Notice these numbers are in Euros, which at the time meant ~$6k MRR. The steep drop is just us transitioning Stripe accounts because Stripe still hasn't figured out a way to transfer international accounts.
And this is what it looks like now. It's stable, flat. Slightly negative. Churn has stabilized, and so has the product. But still, not the growth we're accustomed to.
Cash collections after 1 year are about 40% of the purchase price. Relative to the performance of the rest of the portfolio, that's not a win. So what went wrong?
This one is tough. perhaps we could have talked to a few more customers, but boy is it difficult to get the time and the space in a competitive deal to talk to more than a handful of customers. It's also painful to set up, schedule, and dance around the topic of us buying the company. We usually go in to these conversations as "investors" doing diligence. It isn't typically a big deal but some founders get spooked by us wanting to talk to customers, so it's a bit of a dance.
I don't think there was something we "missed" in diligence that would have predicted the outcome.
I think this is where we missed. Two things happened:
- We made the seller financed payments based off of Chart Mogul reported MRR which was (and still is) wildly inaccurate. Up to 20% off from reality. We no longer use Chart Mogul because of how inaccurate it is. Because of this, our seller financed payments were tied to this inflated number and we over payed on the seller payments. The sellers got nearly their full earn out. Our mistake, a contract is a contract.
- Annual payments. Annual payments should be discounted for early stage companies. There's not enough history to reliably say what the renewal rate is on annual subscriptions. We will now, until the end of time (so long as we can get a seller to agree to it) prorate / discount annual payments. We absolutely don't mind paying up if they renew but this is a new area of downside protection we had previously ignored.
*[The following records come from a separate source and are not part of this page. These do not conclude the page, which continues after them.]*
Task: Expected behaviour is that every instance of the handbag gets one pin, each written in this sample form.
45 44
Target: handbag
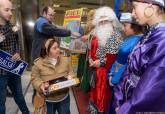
39 105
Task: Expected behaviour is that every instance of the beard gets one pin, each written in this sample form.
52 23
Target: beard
103 32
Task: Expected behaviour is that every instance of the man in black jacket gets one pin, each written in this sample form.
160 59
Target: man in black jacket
44 29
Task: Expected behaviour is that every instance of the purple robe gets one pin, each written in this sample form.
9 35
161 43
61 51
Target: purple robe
142 86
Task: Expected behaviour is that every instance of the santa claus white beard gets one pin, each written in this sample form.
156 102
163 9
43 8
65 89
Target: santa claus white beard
103 32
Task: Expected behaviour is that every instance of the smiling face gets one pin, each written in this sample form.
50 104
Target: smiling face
127 29
138 12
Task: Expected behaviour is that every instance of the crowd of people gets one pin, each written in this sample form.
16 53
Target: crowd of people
124 61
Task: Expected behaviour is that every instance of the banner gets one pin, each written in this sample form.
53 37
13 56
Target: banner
72 22
16 67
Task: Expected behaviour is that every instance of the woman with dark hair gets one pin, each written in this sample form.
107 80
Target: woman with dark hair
49 68
142 87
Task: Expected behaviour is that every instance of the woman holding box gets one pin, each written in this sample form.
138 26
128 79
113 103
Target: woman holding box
49 68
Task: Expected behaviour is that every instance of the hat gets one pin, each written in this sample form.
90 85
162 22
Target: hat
126 17
104 13
158 2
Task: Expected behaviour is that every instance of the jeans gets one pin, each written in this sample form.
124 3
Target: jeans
14 83
62 107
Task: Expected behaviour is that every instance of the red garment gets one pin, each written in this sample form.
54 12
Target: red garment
101 94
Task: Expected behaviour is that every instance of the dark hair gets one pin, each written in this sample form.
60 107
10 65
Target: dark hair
44 52
45 10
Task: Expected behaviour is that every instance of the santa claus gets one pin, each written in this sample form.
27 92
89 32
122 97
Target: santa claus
102 53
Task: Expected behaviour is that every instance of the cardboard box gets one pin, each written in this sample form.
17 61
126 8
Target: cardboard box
62 85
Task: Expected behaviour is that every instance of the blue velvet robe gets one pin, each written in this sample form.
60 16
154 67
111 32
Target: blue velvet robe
142 87
124 50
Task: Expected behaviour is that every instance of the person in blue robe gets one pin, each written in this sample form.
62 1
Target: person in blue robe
131 30
142 86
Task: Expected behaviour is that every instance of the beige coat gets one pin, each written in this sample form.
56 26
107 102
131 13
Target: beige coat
43 71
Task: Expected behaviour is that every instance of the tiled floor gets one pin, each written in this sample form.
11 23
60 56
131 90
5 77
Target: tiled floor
11 107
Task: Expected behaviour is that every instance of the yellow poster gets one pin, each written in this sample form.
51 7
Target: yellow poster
72 21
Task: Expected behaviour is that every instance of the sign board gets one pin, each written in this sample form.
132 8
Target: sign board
72 22
16 67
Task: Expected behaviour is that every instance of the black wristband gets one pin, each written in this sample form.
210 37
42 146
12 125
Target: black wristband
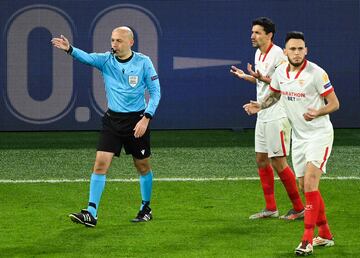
69 51
147 115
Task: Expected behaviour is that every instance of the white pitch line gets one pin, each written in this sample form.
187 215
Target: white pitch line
175 179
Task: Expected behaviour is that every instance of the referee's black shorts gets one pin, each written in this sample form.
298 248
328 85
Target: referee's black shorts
118 131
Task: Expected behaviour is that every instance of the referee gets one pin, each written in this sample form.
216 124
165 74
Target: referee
127 74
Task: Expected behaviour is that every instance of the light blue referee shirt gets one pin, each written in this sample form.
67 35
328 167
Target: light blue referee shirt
125 83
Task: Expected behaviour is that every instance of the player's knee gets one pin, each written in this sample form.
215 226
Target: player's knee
262 162
279 163
142 166
101 166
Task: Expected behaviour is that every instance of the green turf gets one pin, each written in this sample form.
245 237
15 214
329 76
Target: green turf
192 219
54 155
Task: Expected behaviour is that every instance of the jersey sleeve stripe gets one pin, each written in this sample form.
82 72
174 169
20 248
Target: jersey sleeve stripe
273 89
327 92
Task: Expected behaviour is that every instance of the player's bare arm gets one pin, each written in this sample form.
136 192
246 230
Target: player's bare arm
141 126
241 74
254 107
332 104
258 75
61 43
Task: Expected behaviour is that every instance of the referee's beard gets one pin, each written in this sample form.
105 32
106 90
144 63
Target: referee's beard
297 64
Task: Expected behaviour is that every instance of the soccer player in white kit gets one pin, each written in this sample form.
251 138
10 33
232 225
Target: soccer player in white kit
309 98
272 131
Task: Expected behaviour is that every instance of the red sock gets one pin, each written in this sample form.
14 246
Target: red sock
288 179
267 182
311 214
321 222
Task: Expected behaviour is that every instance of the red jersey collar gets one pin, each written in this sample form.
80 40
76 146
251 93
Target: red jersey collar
298 73
267 51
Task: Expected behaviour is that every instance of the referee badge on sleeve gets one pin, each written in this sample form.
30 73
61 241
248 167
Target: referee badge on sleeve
133 80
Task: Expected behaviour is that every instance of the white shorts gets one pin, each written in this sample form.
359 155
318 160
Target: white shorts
273 137
316 150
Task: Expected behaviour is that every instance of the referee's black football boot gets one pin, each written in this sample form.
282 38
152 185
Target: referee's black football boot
84 217
144 215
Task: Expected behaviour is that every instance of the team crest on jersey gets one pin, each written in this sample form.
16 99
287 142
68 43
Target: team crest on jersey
133 80
325 77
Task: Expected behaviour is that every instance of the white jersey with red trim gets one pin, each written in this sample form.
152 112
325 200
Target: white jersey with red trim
266 65
305 89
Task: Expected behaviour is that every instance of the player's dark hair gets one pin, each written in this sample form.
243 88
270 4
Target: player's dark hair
294 35
266 23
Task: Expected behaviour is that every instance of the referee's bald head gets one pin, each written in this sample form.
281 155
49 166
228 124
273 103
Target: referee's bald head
125 29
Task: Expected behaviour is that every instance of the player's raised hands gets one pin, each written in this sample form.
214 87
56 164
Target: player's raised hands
252 108
61 43
238 72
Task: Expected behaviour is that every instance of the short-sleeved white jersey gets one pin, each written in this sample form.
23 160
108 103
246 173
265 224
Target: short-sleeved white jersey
266 65
305 89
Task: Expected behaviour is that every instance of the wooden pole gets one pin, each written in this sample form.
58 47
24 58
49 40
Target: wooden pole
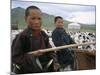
62 47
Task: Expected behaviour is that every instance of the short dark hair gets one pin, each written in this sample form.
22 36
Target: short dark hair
57 17
28 8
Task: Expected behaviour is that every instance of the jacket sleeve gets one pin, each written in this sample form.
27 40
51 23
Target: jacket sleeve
52 54
18 55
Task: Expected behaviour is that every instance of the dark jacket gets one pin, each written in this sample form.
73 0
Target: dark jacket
26 42
60 38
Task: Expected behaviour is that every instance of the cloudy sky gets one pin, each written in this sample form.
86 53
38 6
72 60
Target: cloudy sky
77 13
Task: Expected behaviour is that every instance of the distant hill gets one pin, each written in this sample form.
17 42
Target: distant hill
17 17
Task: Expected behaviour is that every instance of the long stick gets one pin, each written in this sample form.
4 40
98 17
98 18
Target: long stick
62 47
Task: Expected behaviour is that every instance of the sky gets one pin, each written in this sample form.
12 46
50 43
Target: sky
76 13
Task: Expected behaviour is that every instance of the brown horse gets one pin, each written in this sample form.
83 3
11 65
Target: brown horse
84 59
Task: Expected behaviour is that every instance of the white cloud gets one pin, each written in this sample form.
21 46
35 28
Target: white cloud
76 13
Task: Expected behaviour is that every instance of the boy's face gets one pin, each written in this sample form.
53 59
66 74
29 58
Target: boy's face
59 23
33 19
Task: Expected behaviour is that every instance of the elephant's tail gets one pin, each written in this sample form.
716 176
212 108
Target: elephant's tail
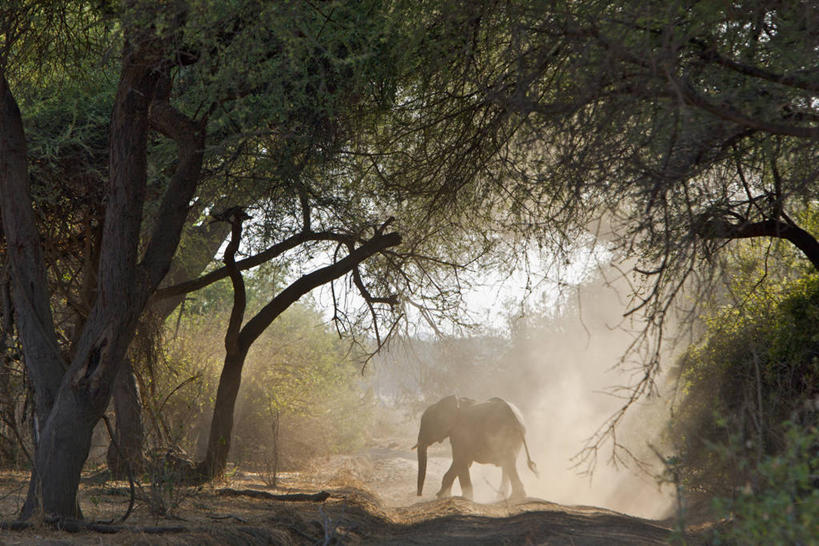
529 462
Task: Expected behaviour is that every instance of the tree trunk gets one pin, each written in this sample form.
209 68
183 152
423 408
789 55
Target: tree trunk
125 451
238 339
221 426
193 257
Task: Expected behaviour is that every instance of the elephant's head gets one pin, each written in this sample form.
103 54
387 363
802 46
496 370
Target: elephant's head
436 424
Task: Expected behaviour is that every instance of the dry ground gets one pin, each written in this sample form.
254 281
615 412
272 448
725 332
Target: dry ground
371 501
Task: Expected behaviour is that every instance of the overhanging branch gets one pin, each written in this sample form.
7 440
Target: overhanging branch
720 228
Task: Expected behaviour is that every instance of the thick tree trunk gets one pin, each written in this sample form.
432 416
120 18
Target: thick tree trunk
202 244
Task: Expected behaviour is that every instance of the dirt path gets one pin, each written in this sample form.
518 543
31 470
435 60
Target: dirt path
371 501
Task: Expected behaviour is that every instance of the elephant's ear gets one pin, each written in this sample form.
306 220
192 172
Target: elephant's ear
464 402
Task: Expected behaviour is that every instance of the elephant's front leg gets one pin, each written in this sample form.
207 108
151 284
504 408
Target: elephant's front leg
446 483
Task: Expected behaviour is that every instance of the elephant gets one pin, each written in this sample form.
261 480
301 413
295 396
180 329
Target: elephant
489 433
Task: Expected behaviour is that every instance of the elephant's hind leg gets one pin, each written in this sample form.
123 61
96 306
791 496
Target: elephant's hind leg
517 486
504 488
466 482
446 483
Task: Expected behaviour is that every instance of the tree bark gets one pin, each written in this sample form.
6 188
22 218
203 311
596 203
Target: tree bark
29 288
203 243
125 451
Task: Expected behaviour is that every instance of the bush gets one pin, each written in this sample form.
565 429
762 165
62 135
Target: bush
757 368
784 507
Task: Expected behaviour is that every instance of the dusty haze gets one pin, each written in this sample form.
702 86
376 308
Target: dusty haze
557 371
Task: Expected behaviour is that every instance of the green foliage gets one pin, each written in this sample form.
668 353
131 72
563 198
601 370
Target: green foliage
757 368
784 507
298 376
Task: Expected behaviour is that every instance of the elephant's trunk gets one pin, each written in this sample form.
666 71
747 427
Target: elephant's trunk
422 467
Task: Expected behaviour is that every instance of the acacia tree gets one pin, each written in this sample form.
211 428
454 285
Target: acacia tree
662 131
137 241
304 78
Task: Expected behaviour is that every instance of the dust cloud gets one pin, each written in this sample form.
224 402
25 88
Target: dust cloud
559 371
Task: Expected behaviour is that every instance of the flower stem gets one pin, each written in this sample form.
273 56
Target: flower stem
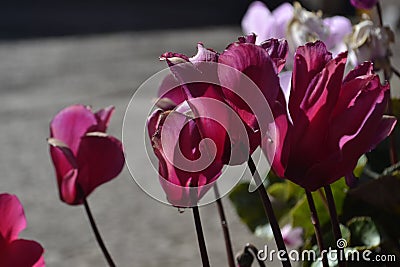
254 250
379 9
270 213
200 237
225 229
317 228
97 235
335 223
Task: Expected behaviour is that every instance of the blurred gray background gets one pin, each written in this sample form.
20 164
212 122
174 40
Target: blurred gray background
54 54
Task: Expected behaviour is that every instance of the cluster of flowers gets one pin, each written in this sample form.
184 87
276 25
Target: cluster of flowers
324 122
365 41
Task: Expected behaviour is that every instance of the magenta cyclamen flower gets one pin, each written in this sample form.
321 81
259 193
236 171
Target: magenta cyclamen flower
14 251
331 121
364 4
191 112
84 156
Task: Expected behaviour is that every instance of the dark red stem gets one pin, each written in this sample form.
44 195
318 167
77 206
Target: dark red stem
335 223
97 235
317 228
225 229
200 237
270 213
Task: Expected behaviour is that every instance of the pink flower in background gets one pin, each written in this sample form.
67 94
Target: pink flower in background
297 25
364 4
330 121
370 42
266 24
15 252
292 236
84 156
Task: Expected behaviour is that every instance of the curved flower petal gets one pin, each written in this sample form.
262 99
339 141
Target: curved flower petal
257 20
254 62
176 144
103 117
23 253
278 50
71 123
12 217
309 61
100 159
66 169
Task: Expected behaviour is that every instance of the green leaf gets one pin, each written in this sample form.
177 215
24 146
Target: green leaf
300 213
364 232
248 206
362 162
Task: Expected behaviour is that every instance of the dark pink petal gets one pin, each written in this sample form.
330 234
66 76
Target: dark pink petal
249 38
70 124
253 61
170 93
66 167
69 193
100 159
365 68
153 122
22 253
12 217
350 119
309 60
278 50
384 129
181 165
351 180
312 125
103 117
364 4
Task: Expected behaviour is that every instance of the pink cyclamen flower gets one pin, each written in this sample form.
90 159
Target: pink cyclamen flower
329 121
292 236
364 4
297 25
15 252
191 112
370 42
84 156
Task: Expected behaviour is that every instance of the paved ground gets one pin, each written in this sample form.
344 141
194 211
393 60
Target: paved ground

It could have been partially due to this being the largest deal to date and larger deals have more annual subscriptions to factor in.
Turning The Corner
We're not out of the woods yet, but we did decide to invest in a significant front end rewrite. The product looks much more modern and fresh. That plus the added stability of the system should mean higher retention. We also did a bold thing (something I've found difficult to do when building from scratch) and removed features. When you're just starting out with a product, you will likely say yes to reasonable customer feature requests. a year or two of that though and you end up with a Frankenstein product that's complicated and difficult to use. I'm going through this now with Super Send. It's a little easier as an acquirer to have some distance to look and say "nobody is using these features, let's just kill them".
We hired a dev shop to do some designs for us to help us think through the rewrite. We spent about $2k-$3k and then ended up just buying and using a template for $100. lol.
The rewrite took 1 dev 3 months. We then planned a re-launch on product hunt.
We didn't actually (yet) relaunch the v2 on product hunt. We did however release a growth tool to try and drive traffic and nearly cracked the top 10 for the day. Even this small amount of upvotes can really boost top of funnel and drive sales. The problem with growth tools is of course they require a very expensive resource (engineers) to create.
The Product Hunt launch went really well. We landed in the top 10 for the day and had a mild increase signups for a few days. The Product Hunt of today is not the same as it was a few years ago, it's not the magic bullet it used to be and is also an interesting data point on building tools as marketing (engineering as marketing).
It's still too early to say what kind of outcome the rewrite will have. We're aiming primarily to lower churn and hope the simplified rewrite more obviously delivers value to people. Obviously growth is nice, but customer acquisition hasn't historically been the problem, it's retention.
- Annual payments are a risk, and should be discounted or prorated. Bake it into the contract to have a variable payment based on the renewal rate of the annual customers. Otherwise you will pay full price for annual payments and never see a single dollar from these customers if they churn.